Estudos revelam que o racismo é uma variante fundamental na compreensão do sistema penal brasileiro e no projeto genocida do estado. Segundo a professora/pesquisadora da UnB Ana Luiza Pinheiro Flauzina, "o sistema penal se presta mais ao controle dos indivíduos e dos grupos estigmatizados do que propriamente à prevenção/repressão dos atos infracionais. A morte é mesmo o produto por excelência da movimentação dos sistemas penais latino-americanos". Por isso, "o discurso da falência do sistema penal é falso, ele funciona e muito bem"! Mas, revelar essa relação promíscua entre racismo e sistema penal bate na resistência de vários grupos da "intelectualidade branca" - adverte a estudiosa (http://www.irohin.org.br). Como diz um certo João, que este ano faz 100 anos, "quem mói no as'pro não fantasêia".

Relembrando o caso. A apuração dos fatos envolvendo o banco Oportunity e o Sr. Daniel Valente Dantas muito se deve ao jornalismo investigativo de Bob Fernandes. O inquérito policial corre há quatro anos e é acompanhado e fiscalizado por um Procurador da República. A prisão temporária, decretada pelo juiz Fausto de Sanctis, teve suporte na Lei 7.960/89. Respeitáveis juristas afirmam que essa lei criou uma espécie de prisão para averiguações e seu verdadeiro objetivo é obrigar o investigado a confessar ou delatar. Ante a previsão legal da prisão preventiva, temporária seria inconstitucional. Certo, mas cabe ao STF o controle direto de constitucionalidade das leis. E a Lei 7.960/1989 segue incólume.

A segunda ordem de prisão foi dada ante a suposta tentativa de prepostos do investigado de subornar um delegado da Polícia Federal. A prisão preventiva visa garantir a instrução (colheita das provas) e a aplicação da lei penal. Sobre o poder do Sr. Dantas, o jornalista Mino Carta escreveu: ao inquirir uma autoridade da República porque não revelava o disco rígido do computador apreendido em seu escritório, respondeu-lhe: "se revelado, cai a República"! (Carta Capital, 16/07/08). Desse medo não padeceram os Juízes da Instrução Criminal da Itália durante a Operação Mãos Limpas.
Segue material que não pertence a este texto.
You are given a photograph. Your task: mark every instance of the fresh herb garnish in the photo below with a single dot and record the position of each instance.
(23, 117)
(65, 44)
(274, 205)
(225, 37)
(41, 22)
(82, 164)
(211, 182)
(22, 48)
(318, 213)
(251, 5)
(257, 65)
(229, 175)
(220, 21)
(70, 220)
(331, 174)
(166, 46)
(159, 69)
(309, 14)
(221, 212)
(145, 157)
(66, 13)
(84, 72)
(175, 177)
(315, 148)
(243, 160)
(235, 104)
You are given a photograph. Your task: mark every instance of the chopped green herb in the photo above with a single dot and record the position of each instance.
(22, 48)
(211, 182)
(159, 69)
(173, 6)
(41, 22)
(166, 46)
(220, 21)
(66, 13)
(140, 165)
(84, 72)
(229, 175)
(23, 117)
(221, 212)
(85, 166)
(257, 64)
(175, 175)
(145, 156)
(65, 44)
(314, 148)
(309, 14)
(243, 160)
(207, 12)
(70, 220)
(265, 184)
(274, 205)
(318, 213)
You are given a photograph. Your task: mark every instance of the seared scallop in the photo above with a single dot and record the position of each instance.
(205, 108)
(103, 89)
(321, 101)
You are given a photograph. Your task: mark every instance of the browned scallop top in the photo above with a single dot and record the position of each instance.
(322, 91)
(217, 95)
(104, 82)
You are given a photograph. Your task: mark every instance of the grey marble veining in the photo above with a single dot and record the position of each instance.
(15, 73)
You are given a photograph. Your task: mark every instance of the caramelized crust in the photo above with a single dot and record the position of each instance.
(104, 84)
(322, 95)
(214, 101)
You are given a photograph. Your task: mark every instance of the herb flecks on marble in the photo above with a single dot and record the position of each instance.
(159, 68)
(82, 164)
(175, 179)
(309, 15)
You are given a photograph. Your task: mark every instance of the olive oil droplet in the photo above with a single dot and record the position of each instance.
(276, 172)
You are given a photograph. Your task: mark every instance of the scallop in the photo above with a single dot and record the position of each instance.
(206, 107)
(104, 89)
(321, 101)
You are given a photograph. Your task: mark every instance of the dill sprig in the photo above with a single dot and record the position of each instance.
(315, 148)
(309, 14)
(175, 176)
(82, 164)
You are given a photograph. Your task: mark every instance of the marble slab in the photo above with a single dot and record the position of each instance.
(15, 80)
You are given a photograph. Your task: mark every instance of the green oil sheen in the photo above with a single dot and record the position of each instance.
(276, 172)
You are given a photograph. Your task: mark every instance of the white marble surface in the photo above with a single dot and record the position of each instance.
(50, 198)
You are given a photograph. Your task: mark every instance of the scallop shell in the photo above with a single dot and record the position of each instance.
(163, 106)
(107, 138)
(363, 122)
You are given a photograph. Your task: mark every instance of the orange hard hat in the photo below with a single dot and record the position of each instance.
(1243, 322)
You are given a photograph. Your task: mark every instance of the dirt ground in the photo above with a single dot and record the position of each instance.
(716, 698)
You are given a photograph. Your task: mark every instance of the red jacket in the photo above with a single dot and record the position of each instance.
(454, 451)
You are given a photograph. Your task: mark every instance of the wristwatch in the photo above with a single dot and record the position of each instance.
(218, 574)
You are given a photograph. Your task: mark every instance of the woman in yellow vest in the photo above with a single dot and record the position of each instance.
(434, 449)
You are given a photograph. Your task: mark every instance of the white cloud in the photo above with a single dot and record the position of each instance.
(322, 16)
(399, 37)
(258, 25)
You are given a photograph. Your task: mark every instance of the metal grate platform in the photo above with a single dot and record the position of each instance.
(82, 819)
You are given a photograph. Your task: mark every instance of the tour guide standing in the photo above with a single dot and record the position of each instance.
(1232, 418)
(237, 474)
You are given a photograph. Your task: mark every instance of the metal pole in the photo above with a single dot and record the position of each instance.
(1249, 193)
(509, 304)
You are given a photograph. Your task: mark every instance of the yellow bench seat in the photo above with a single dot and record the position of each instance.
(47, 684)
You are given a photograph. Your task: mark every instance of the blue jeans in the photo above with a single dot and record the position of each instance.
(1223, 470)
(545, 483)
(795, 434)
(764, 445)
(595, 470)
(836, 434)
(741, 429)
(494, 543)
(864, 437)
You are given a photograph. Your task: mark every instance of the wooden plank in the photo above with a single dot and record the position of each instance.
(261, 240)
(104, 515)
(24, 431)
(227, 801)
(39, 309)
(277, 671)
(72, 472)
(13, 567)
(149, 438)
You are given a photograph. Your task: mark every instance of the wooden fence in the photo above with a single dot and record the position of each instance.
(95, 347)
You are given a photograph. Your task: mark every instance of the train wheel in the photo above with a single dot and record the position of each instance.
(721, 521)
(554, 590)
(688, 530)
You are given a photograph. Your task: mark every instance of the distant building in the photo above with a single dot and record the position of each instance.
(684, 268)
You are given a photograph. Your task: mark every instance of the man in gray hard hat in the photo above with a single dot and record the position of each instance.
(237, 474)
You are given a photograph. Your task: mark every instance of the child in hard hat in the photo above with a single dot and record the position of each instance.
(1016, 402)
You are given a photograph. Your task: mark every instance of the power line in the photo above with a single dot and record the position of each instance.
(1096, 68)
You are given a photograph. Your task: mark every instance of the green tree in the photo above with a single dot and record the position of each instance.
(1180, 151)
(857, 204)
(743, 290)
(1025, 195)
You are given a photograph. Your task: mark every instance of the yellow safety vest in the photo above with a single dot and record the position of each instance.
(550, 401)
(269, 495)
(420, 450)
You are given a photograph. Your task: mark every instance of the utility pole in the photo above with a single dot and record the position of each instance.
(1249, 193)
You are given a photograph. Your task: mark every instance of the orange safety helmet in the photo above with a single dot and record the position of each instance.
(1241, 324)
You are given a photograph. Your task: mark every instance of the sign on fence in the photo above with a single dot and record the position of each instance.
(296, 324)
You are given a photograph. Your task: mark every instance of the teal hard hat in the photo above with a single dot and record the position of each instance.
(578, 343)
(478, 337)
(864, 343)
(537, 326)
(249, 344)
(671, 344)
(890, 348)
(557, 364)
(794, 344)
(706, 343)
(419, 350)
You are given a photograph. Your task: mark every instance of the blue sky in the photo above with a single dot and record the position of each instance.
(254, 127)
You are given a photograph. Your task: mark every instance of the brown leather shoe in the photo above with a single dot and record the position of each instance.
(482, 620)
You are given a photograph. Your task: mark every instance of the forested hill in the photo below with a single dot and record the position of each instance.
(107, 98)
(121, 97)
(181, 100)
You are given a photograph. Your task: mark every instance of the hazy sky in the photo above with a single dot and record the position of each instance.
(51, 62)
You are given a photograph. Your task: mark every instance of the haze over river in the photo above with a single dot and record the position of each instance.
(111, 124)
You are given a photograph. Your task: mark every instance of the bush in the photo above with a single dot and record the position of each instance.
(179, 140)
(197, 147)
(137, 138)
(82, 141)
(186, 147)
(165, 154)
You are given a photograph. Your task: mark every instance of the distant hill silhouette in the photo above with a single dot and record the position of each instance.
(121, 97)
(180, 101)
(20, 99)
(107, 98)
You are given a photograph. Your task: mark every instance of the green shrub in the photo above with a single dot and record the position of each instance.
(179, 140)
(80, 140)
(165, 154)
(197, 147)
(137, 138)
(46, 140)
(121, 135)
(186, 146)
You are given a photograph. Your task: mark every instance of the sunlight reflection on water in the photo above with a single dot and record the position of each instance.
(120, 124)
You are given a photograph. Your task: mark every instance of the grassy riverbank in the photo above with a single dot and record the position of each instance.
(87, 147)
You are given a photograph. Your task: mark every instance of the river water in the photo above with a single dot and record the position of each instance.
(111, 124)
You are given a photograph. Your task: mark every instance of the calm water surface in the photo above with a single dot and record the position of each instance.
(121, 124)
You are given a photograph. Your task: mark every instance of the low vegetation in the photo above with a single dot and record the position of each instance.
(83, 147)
O juiz Wálter Fanganiello Maierovitch, afirmou que a jurisprudência do Supremo Tribunal Federal (STF) foi ignorada, a instância atropelada e a Corte transformada numa UTI (Carta Capital, 16/07/08). Não é aceitável que a jurisprudência se cristalize e resista à emergência do direito e a expansão do sentimento de justiça. Direito é linguagem, e cabe ao intérprete atribuir sentido à norma. Essa interpretação não é arbitrária, conforme o gosto e conhecimento do aplicador. O processo hermenêutico exige uma pré-compreensão, que passa pelo "constitucionalismo paradigmático", o qual se nutre da paz e dos direitos humanos, colunas da democracia. Em direito, quem pode o mais pode o menos. Direitos fundamentais da pessoa humana gozam da qualidade de infinitude, portanto, quando ameaçadas as garantias das liberdades individuais, o atropelo de instâncias parece irrelevante, afinal, "homo sacer"!
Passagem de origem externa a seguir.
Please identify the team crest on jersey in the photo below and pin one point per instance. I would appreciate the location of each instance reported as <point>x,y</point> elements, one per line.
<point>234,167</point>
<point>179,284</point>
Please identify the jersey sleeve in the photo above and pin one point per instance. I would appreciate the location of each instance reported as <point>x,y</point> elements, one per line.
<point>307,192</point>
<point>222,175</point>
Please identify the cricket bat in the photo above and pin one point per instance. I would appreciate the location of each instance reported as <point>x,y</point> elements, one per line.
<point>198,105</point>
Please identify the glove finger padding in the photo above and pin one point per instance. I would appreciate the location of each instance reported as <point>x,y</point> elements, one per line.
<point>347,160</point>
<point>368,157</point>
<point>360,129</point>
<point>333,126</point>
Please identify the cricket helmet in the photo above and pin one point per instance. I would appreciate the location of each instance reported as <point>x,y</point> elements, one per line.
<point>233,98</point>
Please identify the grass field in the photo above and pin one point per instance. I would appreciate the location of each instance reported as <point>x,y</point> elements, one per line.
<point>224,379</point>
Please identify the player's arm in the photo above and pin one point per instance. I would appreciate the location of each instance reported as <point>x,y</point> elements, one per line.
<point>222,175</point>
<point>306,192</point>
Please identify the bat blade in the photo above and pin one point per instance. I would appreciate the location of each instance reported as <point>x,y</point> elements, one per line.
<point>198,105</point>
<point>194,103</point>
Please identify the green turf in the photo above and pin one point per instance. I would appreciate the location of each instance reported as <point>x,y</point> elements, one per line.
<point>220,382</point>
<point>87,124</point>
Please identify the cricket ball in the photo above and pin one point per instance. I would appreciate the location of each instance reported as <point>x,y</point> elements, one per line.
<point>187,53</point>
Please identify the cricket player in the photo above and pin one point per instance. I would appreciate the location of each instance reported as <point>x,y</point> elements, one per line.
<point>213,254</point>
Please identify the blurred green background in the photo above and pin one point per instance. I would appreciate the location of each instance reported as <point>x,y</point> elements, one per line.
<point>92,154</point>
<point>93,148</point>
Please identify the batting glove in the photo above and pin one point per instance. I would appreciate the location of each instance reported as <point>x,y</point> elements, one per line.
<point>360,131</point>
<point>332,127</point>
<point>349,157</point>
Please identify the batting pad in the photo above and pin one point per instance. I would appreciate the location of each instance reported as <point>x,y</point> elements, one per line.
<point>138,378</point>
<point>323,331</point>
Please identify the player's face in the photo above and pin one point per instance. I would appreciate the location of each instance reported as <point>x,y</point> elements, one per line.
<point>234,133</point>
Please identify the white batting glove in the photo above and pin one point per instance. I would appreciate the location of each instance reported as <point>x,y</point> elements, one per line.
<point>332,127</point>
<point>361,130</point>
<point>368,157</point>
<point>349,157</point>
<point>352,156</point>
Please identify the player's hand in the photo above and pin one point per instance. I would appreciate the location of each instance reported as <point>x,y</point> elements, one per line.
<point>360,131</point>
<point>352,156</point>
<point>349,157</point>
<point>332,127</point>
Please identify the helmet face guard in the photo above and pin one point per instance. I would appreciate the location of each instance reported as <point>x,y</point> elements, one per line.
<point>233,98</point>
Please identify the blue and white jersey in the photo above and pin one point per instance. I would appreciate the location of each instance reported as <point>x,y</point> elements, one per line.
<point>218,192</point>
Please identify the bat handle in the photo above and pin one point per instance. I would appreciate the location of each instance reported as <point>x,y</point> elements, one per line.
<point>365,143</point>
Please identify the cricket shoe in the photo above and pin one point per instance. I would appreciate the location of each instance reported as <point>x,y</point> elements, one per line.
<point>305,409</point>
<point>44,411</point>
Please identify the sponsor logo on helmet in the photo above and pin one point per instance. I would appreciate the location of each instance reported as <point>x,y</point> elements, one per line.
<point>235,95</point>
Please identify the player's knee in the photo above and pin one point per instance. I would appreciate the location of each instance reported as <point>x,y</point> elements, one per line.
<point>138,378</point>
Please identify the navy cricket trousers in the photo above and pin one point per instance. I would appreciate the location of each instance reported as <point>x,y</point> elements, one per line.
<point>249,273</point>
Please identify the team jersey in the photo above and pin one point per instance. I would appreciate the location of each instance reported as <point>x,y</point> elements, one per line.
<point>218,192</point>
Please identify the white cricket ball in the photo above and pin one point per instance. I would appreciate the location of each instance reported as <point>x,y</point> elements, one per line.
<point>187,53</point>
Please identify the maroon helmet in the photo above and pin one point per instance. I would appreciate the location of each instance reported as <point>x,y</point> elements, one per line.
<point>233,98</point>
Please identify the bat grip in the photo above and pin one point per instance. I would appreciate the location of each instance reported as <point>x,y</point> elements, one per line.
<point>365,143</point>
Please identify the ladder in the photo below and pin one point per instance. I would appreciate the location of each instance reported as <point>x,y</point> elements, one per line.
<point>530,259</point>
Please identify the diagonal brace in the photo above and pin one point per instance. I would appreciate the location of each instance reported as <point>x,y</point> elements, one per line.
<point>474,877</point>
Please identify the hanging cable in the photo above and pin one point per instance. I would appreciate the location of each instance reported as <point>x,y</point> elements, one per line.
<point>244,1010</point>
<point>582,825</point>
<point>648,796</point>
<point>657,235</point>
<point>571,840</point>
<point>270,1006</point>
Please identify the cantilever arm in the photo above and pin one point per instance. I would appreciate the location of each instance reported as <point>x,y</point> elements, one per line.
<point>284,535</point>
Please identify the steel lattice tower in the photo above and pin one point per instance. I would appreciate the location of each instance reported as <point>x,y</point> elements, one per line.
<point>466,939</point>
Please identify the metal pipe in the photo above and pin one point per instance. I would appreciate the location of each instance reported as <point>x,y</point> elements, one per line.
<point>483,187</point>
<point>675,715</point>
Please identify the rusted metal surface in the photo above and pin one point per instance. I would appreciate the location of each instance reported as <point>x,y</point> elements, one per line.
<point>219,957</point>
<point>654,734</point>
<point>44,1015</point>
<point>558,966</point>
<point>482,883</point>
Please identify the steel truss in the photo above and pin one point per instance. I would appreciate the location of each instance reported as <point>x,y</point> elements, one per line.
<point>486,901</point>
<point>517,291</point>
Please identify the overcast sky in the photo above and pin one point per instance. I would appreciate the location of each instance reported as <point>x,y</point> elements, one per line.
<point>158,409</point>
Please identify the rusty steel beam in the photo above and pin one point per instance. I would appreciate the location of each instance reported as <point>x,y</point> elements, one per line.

Ocorre que na fila da UTI para ser socorridos se encontram amontoados, como resíduos sólidos, milhares de homens (igualmente "sacri") que se matam e matam uns aos outros numa guerra hobbesiana por falta de espaço físico indispensável para permanecerem presos. Recentemente, um Juiz que decidiu não compactuar com a "conspiração do silêncio" e aplicou o art. 5o, inciso XLIX da Constituição da República, foi duramente criticado pela mídia.

O "habeas corpus" da ONU. O Sr. Dantas não tem apenas um batalhão de mil advogados vigilantes ao mais leve deslize das autoridades quanto a seus sagrados direitos, mas revelou ter mais poder do que a ONU! Sua prisão desencadeou um profundo mal-estar na República, ao qual se seguiu um "concertamento" entre os Poderes, Judiciário e Executivo. Doravante, para a garantia das liberdades individuais dos "investigados criminalmente", a Constituição e o ordenamento jurídico em vigor não serão suficientes. Dentre as providências sugeridas encontra-se a dilatação do conceito de "abuso de poder"; limitação ao poder de investigação dos delegados da PF (Folha de São Paulo, on line, 22/07/07); a desobediência do Juiz de 1º grau, e a introdução no ordenamento do "Crime Contra as Prerrogativas dos Advogados". Mas, quanto à gigantesca "petição de habeas corpus" da ONU nenhuma palavra! A jurisdição é inerte e ao Organismo Internacional, ao qual o país está acreditado, desde 1948, falta legitimidade! A Bastilha que espere!

Não se recusa a reconhecer o inegável: o crescimento do estado policial, que se tornou mais evidente com o neoliberalismo e a ruptura entre poder e política, minando as garantias sociais. No Brasil, a polícia forte para os fracos e fraca para os fortes sempre foi a regra, desde a Abolição! Desse lodo se nutre tanto a crônica policial jornalística quanto a música popular brasileira de Noel Rosa a Chico Buarque de Holanda. Portanto, tentar associar a investigação policial e a firme atuação judicial na apuração e condenação dos crimes do colarinho-branco à violação de direitos humanos, como sinal a pôr em risco as liberdades individuais do brasileiro comum, é mais um enxerto plantado pela razão cínica para ocultar o óbvio.

Seguramente, a abertura do disco rígido do computador do Sr. Dantas poderia fazer cair a República, mas no sentido profetizado por Raymundo Faoro e revelado numa entrevista ao jornalista Mino Carta: "No Brasil, a elite encaminhou as coisas para ser elite, desprezando o povo e assim pensa que se moderniza: desprezando ou não sabendo que a chamada modernização passa pela destruição dela própria. A única maneira de essa elite encontrar uma racionalidade é deixar de ser elite e tornar-se cidadã". (Isto É, Senhor, 22/01/1992).

Essa racionalidade cidadã passa pelo cumprimento dos compromissos ajustados com a ONU, sob a indispensável interveniência do STF, guardião precípuo da Constituição Federal. A lógica genocida vai ceder à media que os cárceres passarem a receber hóspedes ilustres, os graúdos, cujo poder estremece a República. Até lá, a sociedade civil, frustrada, segue rindo-se com o adágio recolhido do dialeto siciliano: Giustizia, stava scritto su un portone e ci credette un minchione!


Márcia Novaes Guedes é juíza do trabalho em Guanambi (BA), doutora pela Universidade de Roma e professora de Direito Constitucional.